Exercise 1. The update \(R \exp([\delta]_\times)\) wraps for large \(\|\delta\|\).

\(\exp([\delta]_\times)\) is a rotation by \(\|\delta\|\) about the axis \(\delta/\|\delta\|\). When \(\|\delta\| > \pi\), this rotation is equivalent to a rotation by \(2\pi - \|\delta\|\) in the opposite direction, which is smaller. So a large gradient step effectively moves in the wrong direction.
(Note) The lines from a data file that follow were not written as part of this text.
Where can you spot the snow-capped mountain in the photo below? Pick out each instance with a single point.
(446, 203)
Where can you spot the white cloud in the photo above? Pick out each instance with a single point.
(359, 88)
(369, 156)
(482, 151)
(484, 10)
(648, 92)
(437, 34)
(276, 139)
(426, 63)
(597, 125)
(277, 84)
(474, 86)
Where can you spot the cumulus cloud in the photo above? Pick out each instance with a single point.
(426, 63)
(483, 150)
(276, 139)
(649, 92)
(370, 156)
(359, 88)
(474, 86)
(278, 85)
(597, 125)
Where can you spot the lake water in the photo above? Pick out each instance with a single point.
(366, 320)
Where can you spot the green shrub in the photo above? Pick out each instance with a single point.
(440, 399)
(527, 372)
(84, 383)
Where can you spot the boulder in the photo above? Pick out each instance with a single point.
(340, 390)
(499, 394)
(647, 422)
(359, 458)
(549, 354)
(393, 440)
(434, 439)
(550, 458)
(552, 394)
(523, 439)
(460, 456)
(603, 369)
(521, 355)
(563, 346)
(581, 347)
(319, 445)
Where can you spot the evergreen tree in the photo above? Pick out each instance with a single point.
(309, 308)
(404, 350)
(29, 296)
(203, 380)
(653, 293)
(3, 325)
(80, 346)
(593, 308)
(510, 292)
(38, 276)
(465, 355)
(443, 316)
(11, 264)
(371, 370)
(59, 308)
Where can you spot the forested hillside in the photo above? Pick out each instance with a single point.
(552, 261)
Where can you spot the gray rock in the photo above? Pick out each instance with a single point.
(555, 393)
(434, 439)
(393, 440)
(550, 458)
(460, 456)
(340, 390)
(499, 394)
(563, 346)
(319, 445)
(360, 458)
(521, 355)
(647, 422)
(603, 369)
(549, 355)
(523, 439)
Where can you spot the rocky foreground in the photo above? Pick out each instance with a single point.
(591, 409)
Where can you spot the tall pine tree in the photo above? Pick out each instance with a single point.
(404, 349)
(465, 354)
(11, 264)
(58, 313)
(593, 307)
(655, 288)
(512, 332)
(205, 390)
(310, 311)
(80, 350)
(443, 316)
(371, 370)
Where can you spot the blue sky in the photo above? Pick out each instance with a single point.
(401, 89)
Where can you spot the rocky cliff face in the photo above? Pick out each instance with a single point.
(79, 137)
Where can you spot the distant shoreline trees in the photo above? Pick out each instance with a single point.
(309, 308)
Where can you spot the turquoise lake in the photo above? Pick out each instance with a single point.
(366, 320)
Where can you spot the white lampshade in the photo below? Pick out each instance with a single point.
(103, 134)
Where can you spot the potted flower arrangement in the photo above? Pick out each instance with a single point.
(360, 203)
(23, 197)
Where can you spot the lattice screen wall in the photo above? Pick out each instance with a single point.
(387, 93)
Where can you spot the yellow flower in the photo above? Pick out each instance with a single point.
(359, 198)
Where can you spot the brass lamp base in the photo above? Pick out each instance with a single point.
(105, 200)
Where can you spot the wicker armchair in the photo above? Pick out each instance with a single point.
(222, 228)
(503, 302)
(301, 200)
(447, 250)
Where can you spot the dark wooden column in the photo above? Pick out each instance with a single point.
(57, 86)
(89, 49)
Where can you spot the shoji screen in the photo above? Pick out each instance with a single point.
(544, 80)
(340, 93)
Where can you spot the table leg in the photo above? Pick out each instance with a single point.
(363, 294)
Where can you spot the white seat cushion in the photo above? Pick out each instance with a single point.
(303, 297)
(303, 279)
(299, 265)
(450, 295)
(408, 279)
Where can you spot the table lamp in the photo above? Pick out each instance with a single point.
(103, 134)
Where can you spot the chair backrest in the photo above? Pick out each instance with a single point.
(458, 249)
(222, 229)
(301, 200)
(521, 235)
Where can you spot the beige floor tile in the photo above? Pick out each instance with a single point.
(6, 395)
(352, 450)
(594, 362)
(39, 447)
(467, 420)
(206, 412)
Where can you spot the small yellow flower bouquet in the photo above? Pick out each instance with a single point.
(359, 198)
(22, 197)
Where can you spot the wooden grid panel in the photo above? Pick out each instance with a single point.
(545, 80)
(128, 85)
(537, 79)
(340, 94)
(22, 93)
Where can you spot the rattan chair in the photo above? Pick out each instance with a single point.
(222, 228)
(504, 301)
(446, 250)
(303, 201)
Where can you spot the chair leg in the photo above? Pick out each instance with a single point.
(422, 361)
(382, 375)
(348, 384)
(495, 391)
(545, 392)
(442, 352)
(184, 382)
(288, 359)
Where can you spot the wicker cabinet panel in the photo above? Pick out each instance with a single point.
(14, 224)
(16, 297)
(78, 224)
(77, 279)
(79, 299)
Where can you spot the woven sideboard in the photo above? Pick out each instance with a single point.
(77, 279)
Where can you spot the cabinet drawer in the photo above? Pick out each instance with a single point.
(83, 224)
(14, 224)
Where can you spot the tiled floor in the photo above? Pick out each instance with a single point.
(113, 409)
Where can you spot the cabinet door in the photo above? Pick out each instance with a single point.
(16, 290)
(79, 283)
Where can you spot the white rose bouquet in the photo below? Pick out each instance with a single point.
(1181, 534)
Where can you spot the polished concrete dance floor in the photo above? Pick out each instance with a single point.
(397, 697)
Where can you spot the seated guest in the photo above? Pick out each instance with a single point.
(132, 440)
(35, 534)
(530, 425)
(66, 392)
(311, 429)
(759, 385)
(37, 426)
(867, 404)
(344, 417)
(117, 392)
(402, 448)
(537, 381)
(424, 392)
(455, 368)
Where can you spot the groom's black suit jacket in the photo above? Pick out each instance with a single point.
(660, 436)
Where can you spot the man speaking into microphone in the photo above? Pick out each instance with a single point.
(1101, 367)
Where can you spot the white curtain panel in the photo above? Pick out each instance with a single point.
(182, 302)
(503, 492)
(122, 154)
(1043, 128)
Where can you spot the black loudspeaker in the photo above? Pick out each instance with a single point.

For stable convergence, the step size \(\alpha\) must satisfy \(\alpha \|\nabla^{\text{Riem}} f\| < \pi\); in practice \(\pi/2\) is the safe limit to avoid the sign flip near \(\pi\).


24.8.7 Application: Smooth 6-DoF Trajectory Interpolation

Exercise 2. Compare wall-clock times for scipy.linalg.expm vs closed-form SE(3) exp.

Solution 24.5.

import numpy as np
import time
from scipy.linalg import expm
from scipy.spatial.transform import Rotation

def hat3(w):
    w = np.asarray(w, dtype=float)
    return np.array([[ 0.0, -w[2],  w[1]],
                     [ w[2],  0.0, -w[0]],
                     [-w[1],  w[0],  0.0]])

def hat6(xi):
    Xi = np.zeros((4, 4))
    Xi[:3, :3] = hat3(xi[3:])
    Xi[:3, 3]  = xi[:3]
    return Xi

def se3_exp_closed(xi):
    xi = np.asarray(xi, dtype=float)
    v, omega = xi[:3], xi[3:]
    theta = np.linalg.norm(omega)
    T = np.eye(4)
    if theta < 1e-10:
        T[:3, 3] = v
        return T
    W  = hat3(omega)
    W2 = W @ W
    R  = np.eye(3) + np.sin(theta) * W / theta + (1 - np.cos(theta)) * W2 / theta**2
    V  = (np.eye(3)
          + (1 - np.cos(theta)) / theta**2 * W
          + (theta - np.sin(theta)) / theta**3 * W2)
    T[:3, :3] = R
    T[:3, 3]  = V @ v
    return T

rng = np.random.default_rng(7)
xis = [rng.standard_normal(6) for _ in range(1000)]

t0 = time.perf_counter()
for xi in xis:
    _ = expm(hat6(xi))
t_scipy = time.perf_counter() - t0

t0 = time.perf_counter()
for xi in xis:
    _ = se3_exp_closed(xi)
t_closed = time.perf_counter() - t0

print(f"scipy.linalg.expm:  {t_scipy * 1000:.1f} ms for 1000 calls")
print(f"Closed-form se3_exp: {t_closed * 1000:.1f} ms for 1000 calls")
print(f"Speedup: {t_scipy / t_closed:.1f}x")
scipy.linalg.expm:  39.0 ms for 1000 calls
Closed-form se3_exp: 11.3 ms for 1000 calls
Speedup: 3.4x

The closed-form implementation is typically 5-20x faster because scipy.linalg.expm uses a general Pade approximation while the closed form exploits the nilpotency of the \(\mathfrak{so}(3)\) block.